From 1 April 2017, large commercial energy customers' electricity consumption will be metered every 30 minutes as a result of modifications to the Balancing and Settlement Code. Modification P272 was approved by Ofgem on 29 October 2014 and, through an electricity supply licence obligation, requires all licenced suppliers to collect and use half-hourly (HH) electricity consumption data. Suppliers have been required since 6 April 2014 under the terms of their supply licences to supply customers in Profile Classes 5-8 (Large Commercial Customers) through advanced meters which are capable of monitoring HH consumption data. Modification P272 will allow suppliers to monitor HH data in order to more accurately assess the settlement of electricity costs for their customers, rather than using estimated data based on annual meter readings. This will allow customers to benefit from developments such as time-of-use tariffs and providing demand side response (DSR) services.
The changes will only apply to Large Commercial Customers, which have the highest levels of electricity demand (to find out what your Profile Class is, see page 2 of Ofgem's factsheet here). Over 100,000 businesses in the UK fall within this category. Since 5 November 2015, commercial customers who have switched electricity suppliers will have been subject to HH metering but from 1 April 2017, all Large Commercial Customers will be switched to HH metering. This is in line with Ofgem's intention that all customers should be able to take advantage of HH metering.
As the name suggests, HH metering will allow Large Commercial Customers to settle their meter on a half hourly basis. This shift in metering process allows these customers to keep a closer watch on how much electricity they are using, and when they are using it. By monitoring electricity use more carefully, customers may be able to shift their demand patterns to take advantage of lower energy prices outside of peak times. This can be achieved through turning off demand at certain times of day or even switching working hours (if possible and commercially viable). This will be particularly attractive during the upcoming winter TRIAD season, in which the three highest peak electricity prices will be reached and charged for. As the TRIAD will not be confirmed until spring, large users of electricity are particularly vulnerable to a spike in electricity costs during these times. Further, this spike has been increasing each year, as the energy systems in the UK evolve to keep up with the new energy mix.
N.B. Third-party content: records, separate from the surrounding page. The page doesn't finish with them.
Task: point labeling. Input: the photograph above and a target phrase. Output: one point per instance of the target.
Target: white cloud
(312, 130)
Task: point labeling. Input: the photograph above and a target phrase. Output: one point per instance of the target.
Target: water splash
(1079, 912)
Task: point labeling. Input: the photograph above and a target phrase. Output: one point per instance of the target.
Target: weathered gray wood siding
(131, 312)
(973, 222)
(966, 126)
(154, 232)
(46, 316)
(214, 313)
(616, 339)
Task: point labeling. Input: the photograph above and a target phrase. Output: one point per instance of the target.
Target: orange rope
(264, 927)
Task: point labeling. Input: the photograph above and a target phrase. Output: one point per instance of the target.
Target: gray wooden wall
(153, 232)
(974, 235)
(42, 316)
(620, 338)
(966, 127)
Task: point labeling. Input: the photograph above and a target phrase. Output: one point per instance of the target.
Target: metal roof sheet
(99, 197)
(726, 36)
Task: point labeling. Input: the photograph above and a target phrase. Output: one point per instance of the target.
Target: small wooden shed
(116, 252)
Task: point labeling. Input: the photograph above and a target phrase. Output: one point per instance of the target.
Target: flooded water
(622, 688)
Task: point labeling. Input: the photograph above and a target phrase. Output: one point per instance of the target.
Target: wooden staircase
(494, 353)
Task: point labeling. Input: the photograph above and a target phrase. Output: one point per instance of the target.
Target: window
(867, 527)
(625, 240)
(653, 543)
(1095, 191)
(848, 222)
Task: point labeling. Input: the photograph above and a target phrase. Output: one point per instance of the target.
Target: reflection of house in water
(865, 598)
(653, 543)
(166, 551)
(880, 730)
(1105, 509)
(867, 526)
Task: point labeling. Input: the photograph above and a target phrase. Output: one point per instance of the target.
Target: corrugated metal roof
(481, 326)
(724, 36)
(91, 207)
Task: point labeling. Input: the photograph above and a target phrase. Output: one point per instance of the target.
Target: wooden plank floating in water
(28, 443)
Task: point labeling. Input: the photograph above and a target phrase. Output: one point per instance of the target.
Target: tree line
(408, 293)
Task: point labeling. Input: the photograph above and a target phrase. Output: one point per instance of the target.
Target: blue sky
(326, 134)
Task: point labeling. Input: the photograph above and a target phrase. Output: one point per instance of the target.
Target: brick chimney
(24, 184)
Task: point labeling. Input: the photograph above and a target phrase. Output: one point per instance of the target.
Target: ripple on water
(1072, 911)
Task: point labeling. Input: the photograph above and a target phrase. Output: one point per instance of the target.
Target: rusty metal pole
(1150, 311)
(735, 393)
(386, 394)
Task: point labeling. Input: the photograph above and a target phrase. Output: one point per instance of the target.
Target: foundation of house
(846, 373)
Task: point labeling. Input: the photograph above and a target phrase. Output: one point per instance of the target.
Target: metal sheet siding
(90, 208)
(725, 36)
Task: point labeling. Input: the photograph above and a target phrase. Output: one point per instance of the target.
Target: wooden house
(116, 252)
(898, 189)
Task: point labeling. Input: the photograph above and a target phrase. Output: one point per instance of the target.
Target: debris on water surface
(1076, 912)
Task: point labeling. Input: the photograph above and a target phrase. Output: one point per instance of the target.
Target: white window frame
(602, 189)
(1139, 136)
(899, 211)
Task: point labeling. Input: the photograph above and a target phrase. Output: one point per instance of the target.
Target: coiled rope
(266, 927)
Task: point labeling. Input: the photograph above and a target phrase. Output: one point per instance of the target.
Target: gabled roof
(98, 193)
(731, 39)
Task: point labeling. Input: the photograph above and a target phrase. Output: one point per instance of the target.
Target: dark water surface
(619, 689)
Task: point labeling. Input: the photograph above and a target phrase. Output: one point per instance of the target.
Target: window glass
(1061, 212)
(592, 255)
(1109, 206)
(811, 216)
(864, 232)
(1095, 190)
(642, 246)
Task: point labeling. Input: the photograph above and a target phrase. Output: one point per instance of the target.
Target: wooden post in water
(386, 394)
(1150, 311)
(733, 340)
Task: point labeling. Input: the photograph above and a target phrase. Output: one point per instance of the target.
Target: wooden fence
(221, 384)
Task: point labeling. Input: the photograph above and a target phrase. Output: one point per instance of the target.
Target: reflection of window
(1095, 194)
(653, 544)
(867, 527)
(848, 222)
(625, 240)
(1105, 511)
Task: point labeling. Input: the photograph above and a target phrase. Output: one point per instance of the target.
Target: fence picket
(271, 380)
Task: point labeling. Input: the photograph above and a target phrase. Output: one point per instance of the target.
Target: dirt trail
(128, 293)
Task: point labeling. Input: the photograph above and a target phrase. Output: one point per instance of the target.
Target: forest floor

Additionally, commercial customers could take part in demand side response (DSR) whereby incentives are offered to electricity consumers to reduce or shut down their electricity consumption at times of peak demand. DSR is designed to reduce excessive peaks in demand at certain times of the day or year in order to protect the electricity network against instances of demand outstripping supply - risking blackouts – and causing inflated electricity prices as a result. Due to their greater demand for electricity, Large Commercial Customers are well-placed to take advantage of DSR and other incentives offered for reductions in demand at peak times.
The changes do not require a new meter to be installed as they only apply to those Large Commercial Customers, who should already have an advanced meter installed. However, each commercial premises covered by the modifications will need to have appointed for it a Meter Operator, Data Collector and Data Aggregator (Supplier Agents). A Large Commercial Customer can appoint their own Supplier Agents but if they choose not to, their electricity supplier will appoint the Supplier Agents for the premises. This is another area in which a Large Commercial Customer could potentially make savings if they are inclined to seek out the best deals.